The agency was well respected for demonstrating institutional incorruptibility and autonomy when dealing with cases.
Then, in 2009, the Shopian rape and murder case came to light.
On the intervening nights of 29 and 30 May, 2009, the bodies of Asiya and her sister-in-law Neelofar were discovered in Rambi Ara stream at Bongam Village in south Kashmir’s Shopian district.
The Valley was slow to recover from the 2008 crisis sparked by transfer of land to the Amarnath Shrine Board. The state government struggled to maintain law and order. Mehbooba Mufti, then leader of the Opposition, spent a few hours at a police station demanding a CBI probe.
The people of the Valley, including Shakeel Ahangar, the husband of one of the slain women and brother of the other victim, initially favoured handing over the case to the CBI.
On 9 September, 2009, they got their wish: The state government handed over the case to the CBI.
In December 2009, the CBI reached a conclusion: The women were not raped or murdered by security forces, as their relatives had alleged. Instead, the agency determined that the women had drowned. In a stream where the water was barely ankle deep!
Despite the then Chief Justice of the Jammu and Kashmir High Court maintaining that "the CBI report is not the gospel truth,” the image of Ahangar setting ablaze a copy of the CBI report outside the high court in Srinagar has stayed with me.
No one knows if the CBI acted under political pressure or if they simply pursued the case to its logical end.
But in the Valley, the Shopian report was largely seen as the “lie” which marked the slow death of an institution that enjoyed credibility even among separatists. Earlier, some separatists urged CBI investigation into cases where they suspected state agencies such as the Jammu and Kashmir Police were either following a script or "stopped" from dispensing justice. But no more.
In January 2015, the National Investigation Agency (NIA) filed a charge-sheet against a fugitive police informer and exonerated Syed Liaqat Shah, a resident of north Kashmir’s Kupwara, whom the Delhi Police’s Special Cell had arrested on charges of being a Hizbul Mujahideen militant.
At the time, by stating that Shah was framed in the case, the NIA received perhaps the largest amount of free publicity in the history of the Valley. An editor of a Kashmiri newspaper remarked that when it came to credibility, the NIA was taking the CBI's place.
So when the NIA started raiding middle-rung Hurriyat leaders and businessmen in the Valley, there were whispers that those who were arrested directly or indirectly benefited from Kashmir's conflict economy and that they ought to be punished.

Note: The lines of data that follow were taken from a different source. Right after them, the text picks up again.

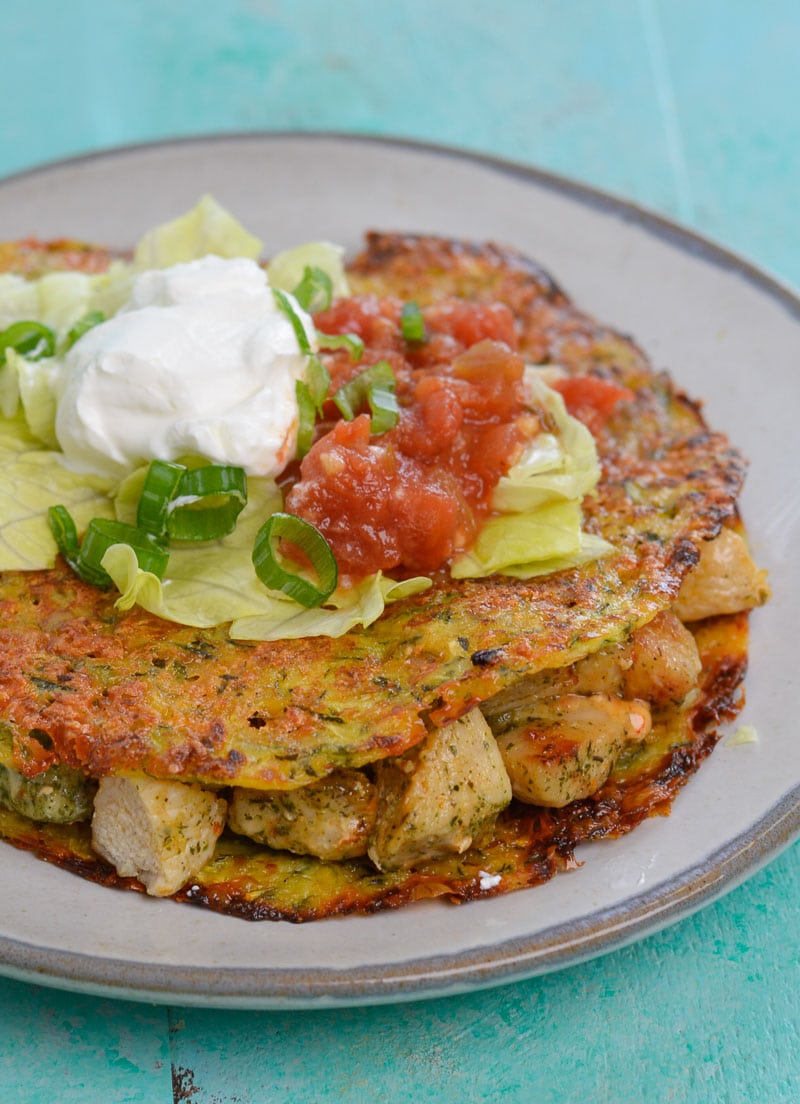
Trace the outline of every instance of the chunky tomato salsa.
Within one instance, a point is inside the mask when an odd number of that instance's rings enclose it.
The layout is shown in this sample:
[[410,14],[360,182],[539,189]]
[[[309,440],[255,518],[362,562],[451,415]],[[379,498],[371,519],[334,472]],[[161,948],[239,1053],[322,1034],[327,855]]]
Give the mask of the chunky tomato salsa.
[[325,536],[346,584],[432,572],[468,548],[497,481],[541,429],[508,307],[447,300],[421,312],[413,340],[402,311],[399,299],[359,296],[314,318],[365,346],[358,362],[347,349],[322,354],[331,393],[385,361],[399,405],[394,428],[373,434],[368,413],[345,421],[328,402],[288,493],[286,508]]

Raids left Syed Ali Shah Geelani isolated, Mirwaiz Umar Farooq under house arrest and Yasin Malik walking through a revolving door in and out of jail. But on the ground, fatigue set in. Previously bustling Srinagar markets were left without customers due to the Hurriyat regularly calling for shutdowns.
And then the NIA arrested photo journalist Kamran Yusuf, who had worked mostly in south Kashmir, without revealing much about his involvement in the so-called ‘terror funding’ case. Yusuf's arrest was followed by summoning Kashmir Bar president Mian Abdul Qayoom, whom the agency had to eventually let go. Now, the agency has questioned Kashmiri university scholar Aala Fazili in the “terror funding case.”

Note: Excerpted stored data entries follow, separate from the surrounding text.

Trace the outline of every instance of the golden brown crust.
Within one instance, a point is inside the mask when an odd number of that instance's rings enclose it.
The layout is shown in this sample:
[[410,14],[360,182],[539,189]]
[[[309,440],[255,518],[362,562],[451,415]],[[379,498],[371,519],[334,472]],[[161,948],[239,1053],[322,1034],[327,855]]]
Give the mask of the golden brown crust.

There is no doubt that the law must be allowed to take its own course.
However, a realisation has dawned among the people of Kashmir that the NIA has slowly transformed into the CBI.
Sweeping arrests and selective targeting of people who believe in an ideological framework which runs contrary to the State has left little doubt in their minds about the agency's motives.
In Kashmir, your political education begins the moment you leave the comfort of home. Most people have developed a strong yearning for political independence and some sort of mechanism to dispense justice which could apply salve to the people's festering wounds.
Instead, we are witnessing the persecution of those whose opinions' differ from the State, the humiliation of scholars, businessmen and lawyers who have a particular political ideology and who take a stand on the issues at the heart of the Kashmir problem.
The NIA is fast eroding whatever little credibility it has left in Kashmir.